Quentin, 16 ans, a du mal à gérer son manque de sommeil. Apprenti boulanger, il est en entreprise deux semaines sur trois où il est confronté aux mêmes horaires décalés que ses collègues adultes.
Ibrahima est mineur isolé. Ses ressources sont limitées et ses repas pas toujours équilibrés.
Baptiste, comme tous ses amis, sort, boit de l’alcool, fume…
Tous ces jeunes sont apprentis au Centre de Formation d’Apprentis (CFA) de Lagord, organisme de formation par alternance rattaché à la Chambre des Métiers et de l’Artisanat (CMA) de Charente-Maritime.
En tant qu’apprentis, ils sont salariés. Des travailleurs donc, mais avec la particularité de la jeunesse, de ses interrogations et de ses difficultés. Il faut apprendre un métier, gérer son budget, respecter des horaires de boulot, assister aux cours pour préparer son diplôme, et en même temps vivre sa jeunesse : faire la fête, tomber amoureux, tester ses limites… La sécurité, la prévention, sont des notions souvent un peu contraignantes. L’équilibre est parfois difficile à trouver…
Une éducation à la prévention inscrite dans les programmes
C’est le CFA qui est chargé de les préparer aux examens, en lien permanent avec les maîtres d’apprentissage en entreprise : la combinaison apprenti-maître d’apprentissage-CFA est précieuse. Elle permet l’intégration des jeunes dans le monde professionnel en les aidant à se doter de tous les outils nécessaires (savoir-faire pratiques et théoriques bien sûr, mais également connaissances du monde professionnel, de son fonctionnement, voire de ses pièges).
Pour y parvenir, une matière est systématiquement intégrée aux programmes de CAP et de bac Pro : la PSE (Prévention Santé Environnement).

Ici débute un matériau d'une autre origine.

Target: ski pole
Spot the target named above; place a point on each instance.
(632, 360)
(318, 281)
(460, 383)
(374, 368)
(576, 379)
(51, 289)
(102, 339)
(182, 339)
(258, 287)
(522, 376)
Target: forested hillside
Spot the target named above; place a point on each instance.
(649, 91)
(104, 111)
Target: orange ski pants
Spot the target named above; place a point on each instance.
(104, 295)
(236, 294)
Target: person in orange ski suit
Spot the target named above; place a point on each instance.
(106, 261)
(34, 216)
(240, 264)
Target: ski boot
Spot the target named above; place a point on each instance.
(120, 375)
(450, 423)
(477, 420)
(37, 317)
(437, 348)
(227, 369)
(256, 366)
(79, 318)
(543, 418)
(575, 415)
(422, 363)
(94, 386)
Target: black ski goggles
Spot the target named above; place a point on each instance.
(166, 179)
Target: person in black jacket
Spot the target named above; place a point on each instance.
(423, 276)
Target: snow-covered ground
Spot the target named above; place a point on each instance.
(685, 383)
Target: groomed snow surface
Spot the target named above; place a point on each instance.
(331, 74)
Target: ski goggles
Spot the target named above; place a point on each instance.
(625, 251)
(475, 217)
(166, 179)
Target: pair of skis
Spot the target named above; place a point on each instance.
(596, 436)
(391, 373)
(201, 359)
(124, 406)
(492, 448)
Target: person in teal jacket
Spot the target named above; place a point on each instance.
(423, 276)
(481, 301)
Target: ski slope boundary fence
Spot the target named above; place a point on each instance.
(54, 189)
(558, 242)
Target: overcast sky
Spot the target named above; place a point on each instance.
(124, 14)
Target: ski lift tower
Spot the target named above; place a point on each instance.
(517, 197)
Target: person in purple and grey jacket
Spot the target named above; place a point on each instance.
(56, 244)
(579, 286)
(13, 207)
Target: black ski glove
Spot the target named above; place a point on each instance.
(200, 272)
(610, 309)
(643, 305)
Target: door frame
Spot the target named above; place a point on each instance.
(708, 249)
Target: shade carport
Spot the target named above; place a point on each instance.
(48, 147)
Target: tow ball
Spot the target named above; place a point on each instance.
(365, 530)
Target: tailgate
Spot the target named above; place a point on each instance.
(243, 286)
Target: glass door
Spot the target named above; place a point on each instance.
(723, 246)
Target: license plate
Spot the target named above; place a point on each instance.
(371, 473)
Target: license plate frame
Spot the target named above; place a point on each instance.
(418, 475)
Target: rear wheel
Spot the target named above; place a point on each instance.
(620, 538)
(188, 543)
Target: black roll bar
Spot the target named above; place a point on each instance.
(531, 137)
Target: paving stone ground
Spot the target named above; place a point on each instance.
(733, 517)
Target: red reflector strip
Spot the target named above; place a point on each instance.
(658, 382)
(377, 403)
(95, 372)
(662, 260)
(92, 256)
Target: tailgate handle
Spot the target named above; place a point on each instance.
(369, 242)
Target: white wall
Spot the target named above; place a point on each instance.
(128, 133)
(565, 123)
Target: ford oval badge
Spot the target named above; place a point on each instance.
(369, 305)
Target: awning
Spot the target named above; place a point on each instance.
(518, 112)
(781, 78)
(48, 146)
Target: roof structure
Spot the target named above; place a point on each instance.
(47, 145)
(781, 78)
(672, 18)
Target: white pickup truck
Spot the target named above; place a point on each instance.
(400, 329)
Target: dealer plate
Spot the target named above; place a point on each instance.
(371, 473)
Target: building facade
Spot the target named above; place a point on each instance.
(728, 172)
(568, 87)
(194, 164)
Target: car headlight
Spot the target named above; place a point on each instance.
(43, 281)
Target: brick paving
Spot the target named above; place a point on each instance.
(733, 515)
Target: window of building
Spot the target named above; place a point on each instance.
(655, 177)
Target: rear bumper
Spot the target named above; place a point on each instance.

A raison de deux heures par semaine, les enseignants ont pour objectif de former des “acteurs de prévention individuelle et collective”. Au programme, l’acquisition des connaissances essentielles dans le domaine de la prévention, de la santé et de l’environnement, l’éducation à des comportements responsables vis à vis de sa santé et de son environnement, et ceci dans le cadre du respect de soi et des autres, muni d’une culture scientifique et technologique visant à développer l’esprit critique, ainsi que d’une capacité d’analyse et de résolution de problèmes (Extrait du BOEN n°30 du 23 Juillet 2009).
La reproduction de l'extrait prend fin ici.